Homeless Homemakers

When you see a person “flying a sign” at an intersection, their homelessness is palpable: perched between lanes of speeding cars, out in all weather, they announce to any passer-by their need for help.⁠
And yet, if you are privileged to receive an invitation to a homeless camp, you may be surprised to find so many signs of home-making. Makeshift kitchens where every tool has its place. Tents arranged carefully around a simple hearth-fire. Rules (spoken and unspoken) about what is and isn’t allowed. ⁠
This photo is from early 2016. Steven and I, along with a few others, had been up since the wee hours of the morning, participating in a “point in time” count, which is a method cities often use to estimate how many men and women are experiencing homelessness in their area. ⁠
I was struck by two things during this census. First, I was ashamed to see how much more cheerful the folks we met in the woods were than *I* would have been had someone come to my home at 5 in the morning. ⁠
The second memory I carry from this day is the area rug you can see in this photo. Someone went to the trouble to rescue this rug from a dumpster and haul it deep into the urban woods. Its message was clear: this is a place someone cares about. A place of settledness. A place where a human person lives. ⁠
I saw so much determination and hope in that rug. It was the first of many lessons that every creature made in God’s image is a home-maker, world-builder. That impulse can be frustrated, misdirected, and crippled, but it is hard–perhaps impossible–to destroy completely. ⁠

Published by Bethany Joy

Radical homemaker, renegade PhD. Let's be friends and change the world. Austin, Texas

2 thoughts on “Homeless Homemakers

  1. A friend who has worked with homeless women here has noted that we attract homeless people because of the benefits offered in our city. She also noted that there is no reason to be homeless here unless you don’t know what assistance is available, or you have taken advantage of all the available assistance and still not made the changes to get you off the street and out of the tent cities. Our Urban Ministry has noted that once you’ve been on the street for about 30 days, you become acclimated and some actually prefer being “off the grid” and homeless. I liked your comment about “A place of settledness” which can be so much more than just a place.

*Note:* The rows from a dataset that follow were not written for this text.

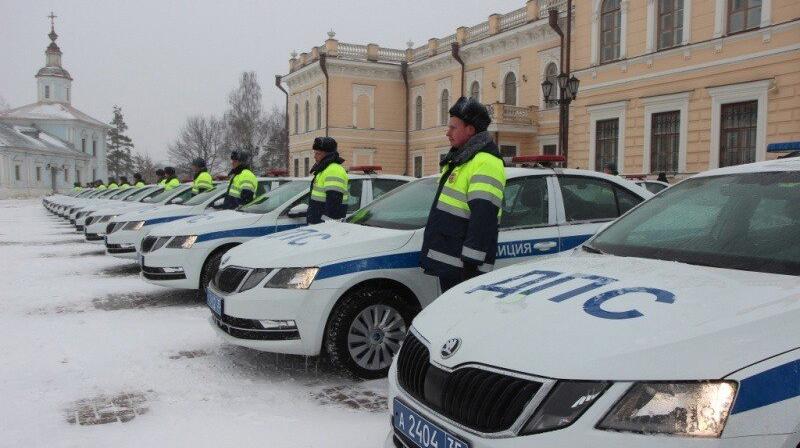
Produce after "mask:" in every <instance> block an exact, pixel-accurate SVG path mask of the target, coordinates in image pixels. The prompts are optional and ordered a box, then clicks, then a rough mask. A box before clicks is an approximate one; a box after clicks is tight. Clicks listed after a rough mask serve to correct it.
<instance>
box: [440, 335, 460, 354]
mask: <svg viewBox="0 0 800 448" xmlns="http://www.w3.org/2000/svg"><path fill="white" fill-rule="evenodd" d="M460 347H461V339H460V338H452V339H449V340H448V341H447V342H445V343H444V345H443V346H442V352H441V353H442V359H447V358H449V357H451V356H453V355H454V354H455V353H456V352H457V351H458V349H459V348H460Z"/></svg>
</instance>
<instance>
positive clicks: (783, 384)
mask: <svg viewBox="0 0 800 448" xmlns="http://www.w3.org/2000/svg"><path fill="white" fill-rule="evenodd" d="M798 396H800V359H797V360H794V361H791V362H788V363H786V364H783V365H780V366H778V367H773V368H771V369H769V370H765V371H763V372H761V373H757V374H755V375H753V376H751V377H748V378H745V379H743V380H742V381H741V383H740V385H739V394H738V396H737V397H736V404H734V405H733V410H732V411H731V414H738V413H741V412H745V411H750V410H752V409H757V408H761V407H764V406H769V405H771V404H774V403H777V402H779V401H784V400H788V399H790V398H795V397H798Z"/></svg>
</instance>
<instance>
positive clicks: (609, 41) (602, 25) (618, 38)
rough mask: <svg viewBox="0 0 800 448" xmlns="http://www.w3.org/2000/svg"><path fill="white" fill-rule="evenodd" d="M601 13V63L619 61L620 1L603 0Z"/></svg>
mask: <svg viewBox="0 0 800 448" xmlns="http://www.w3.org/2000/svg"><path fill="white" fill-rule="evenodd" d="M600 11H601V13H600V62H608V61H613V60H615V59H619V36H620V30H621V29H622V13H621V12H620V9H619V0H603V6H602V8H601V10H600Z"/></svg>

    1. Hi Mac! Thanks for your comment. I think that a lot of misunderstanding about why people are homeless comes from not recognizing some of the differences between folks experiencing temporary homelessness due to job loss (for example), and chronic homelessness. With chronic homelessness, there’s often significant childhood trauma underneath the complex web of disabilities, addictions, etc. This web can make it really hard for folks to operate in ordinary jobs and housing. That’ why Community First! isn’t transitional housing — they believe that some people need permanent supportive community if they’re going to stay off the streets.